Friday, 15/08/2008 09:36

Bond market warming up on optimism about macroeconomic stability

As the stock market has shown signs of an encouraging recovery, the bond market has also bounced back.

Recently, foreign institutions tried to sell government bonds at low prices. But now, they are trying to buy back the bonds as they believe in the imminent recovery of the national economy.

Good news

The latest government bond bid took place late last week, on August 8. It proved to be a lucky session, with 100% of 2-year bonds sold, and 10% of VND55bil worth of 5-year bonds taken. This proved to be the most satisfactory bond auction in the last five months in the context of the warmed-up stock market and good news about macroeconomic stability.

According to the Hanoi Securities Trading Centre, six institutions joined the 2-year bond auction, and registered to buy VND1,270bil worth of bonds, or double the volume called for bid. The highest registered interest rate was 19% per annum, while the lowest was 17%. The ceiling interest rate set by the Ministry of Finance was 17.5% per annum.

Meanwhile, 13 institutions joined the 5-year bond auction, and registered to take VND1,465bil worth of bonds, or triple the volume called for bid. The highest registered interest rate was 19% per annum, while the lowest was 15% per annum. The ceiling interest rate set by the Ministry of Finance was 16% per annum.

Though not all the 5-year bonds were sold, this was still considered a satisfactory result, if noting that bond auctions were very quiet for a long time. The successful auctions on August 8 helped raise the volume of mobilised capital with 2-year bonds to VND1,202bil.

There were big changes in the interest rates of bonds.
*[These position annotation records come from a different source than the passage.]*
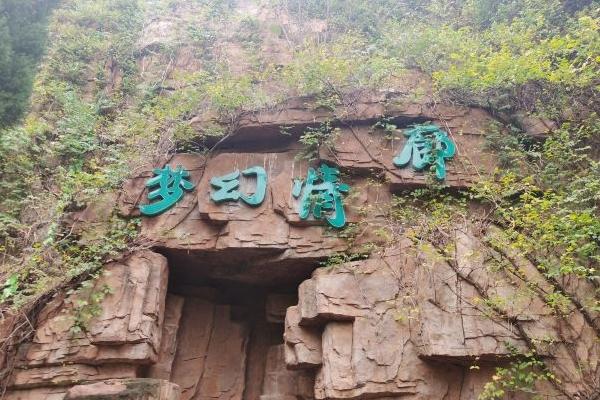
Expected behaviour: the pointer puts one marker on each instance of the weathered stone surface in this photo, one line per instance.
(383, 319)
(282, 384)
(127, 330)
(193, 339)
(126, 389)
(51, 393)
(276, 306)
(70, 374)
(168, 343)
(302, 344)
(362, 150)
(211, 356)
(568, 338)
(223, 375)
(451, 325)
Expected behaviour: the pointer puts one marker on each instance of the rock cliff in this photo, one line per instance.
(229, 300)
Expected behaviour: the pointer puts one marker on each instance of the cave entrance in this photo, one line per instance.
(224, 338)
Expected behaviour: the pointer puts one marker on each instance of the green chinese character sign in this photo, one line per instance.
(426, 145)
(322, 195)
(227, 187)
(171, 185)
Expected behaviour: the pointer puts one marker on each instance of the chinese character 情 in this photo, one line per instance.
(227, 187)
(170, 189)
(322, 195)
(426, 145)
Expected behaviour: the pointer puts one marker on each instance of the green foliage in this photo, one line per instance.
(520, 376)
(316, 138)
(549, 209)
(22, 39)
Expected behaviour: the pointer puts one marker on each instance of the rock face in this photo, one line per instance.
(231, 302)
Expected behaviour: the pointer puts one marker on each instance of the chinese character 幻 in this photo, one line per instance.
(227, 187)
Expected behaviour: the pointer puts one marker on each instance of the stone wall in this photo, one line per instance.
(230, 302)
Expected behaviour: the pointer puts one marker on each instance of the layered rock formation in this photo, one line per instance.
(230, 302)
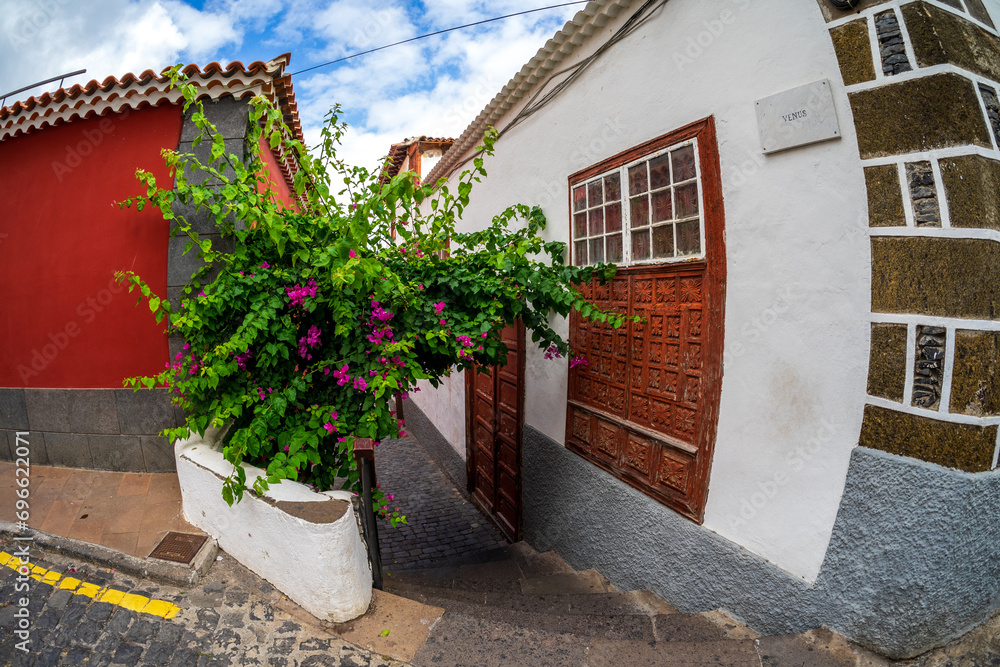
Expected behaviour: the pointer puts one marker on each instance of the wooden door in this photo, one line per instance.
(494, 407)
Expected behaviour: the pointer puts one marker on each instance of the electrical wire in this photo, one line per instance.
(439, 32)
(646, 12)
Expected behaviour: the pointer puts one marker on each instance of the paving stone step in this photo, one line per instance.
(630, 602)
(582, 582)
(462, 639)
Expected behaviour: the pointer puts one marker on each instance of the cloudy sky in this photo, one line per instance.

At the auction on July 31, bidders set the interest rate of 22% for 5-year bonds, while at the latest auction, the rate decreased to 19%. The lower interest rate reflects the viewpoint of institutions about the tendency of the basic interest rate as well as their optimism about the national economy’s performance.

In June 2008, the interest rates required by bidders increased sharply all the time, hitting 21.3% and 20.5% for 2-year and 5-year bonds, respectively, much higher than the interest rate for 10-year bonds.

Higher interest rates for shorter-term bonds are really a paradox of the bond market in Vietnam.

Macroeconomic stability

However, the paradox has been correcting itself step by step with the interest rates of short-term bonds decreasing considerably. According to ACB Securities Company, on August 11, the 2-year bond interest rate dropped to 17.83%, while the rate for 5-year bonds fell to 17.11%. The rates represented sharp declines from early August, when they were 18.81% and 18.08%, respectively.

The bond secondary market has shown positive changes. Two months ago, bonds were sold in big quantities as a result of the high inflation rate, high interest rates, exchange rates and the crisis in the monetary market. The net sale by foreign investors once raised concerns about the capital withdrawal of foreign investors from Vietnam’s market. However, in the trading sessions in early August, foreign investors began purchasing more bonds, especially short-term ones, thus making the bond market warm up.

According to the Hanoi Securities Trading Centre, the average net sale of eight trading sessions in August decreased to VND108.27bil/sesson, while the figure in the time between mid June and the end of July was VND245.46bil/session.

The bond interest rates in transactions have been decreasing gradually since early August, especially in short-term bonds. The performance in the bond market proves to come in accordance with the happenings in the monetary market and macroeconomic performance.

Bank interest rates have been slightly decreasing, while the CPI increase in July decreased sharply. The inflation rate is expected to be within the predicted level (25%), while gold and dollar prices have slid to the levels of early 2008, and the world’s oil price has dropped to $113/barrel.

Experts say that the government bond market is very sensitive to the economic policies pursued by the government. The market once bore bad influences from the monetary market, and now, when everything is getting better, the government bond market is also bouncing back.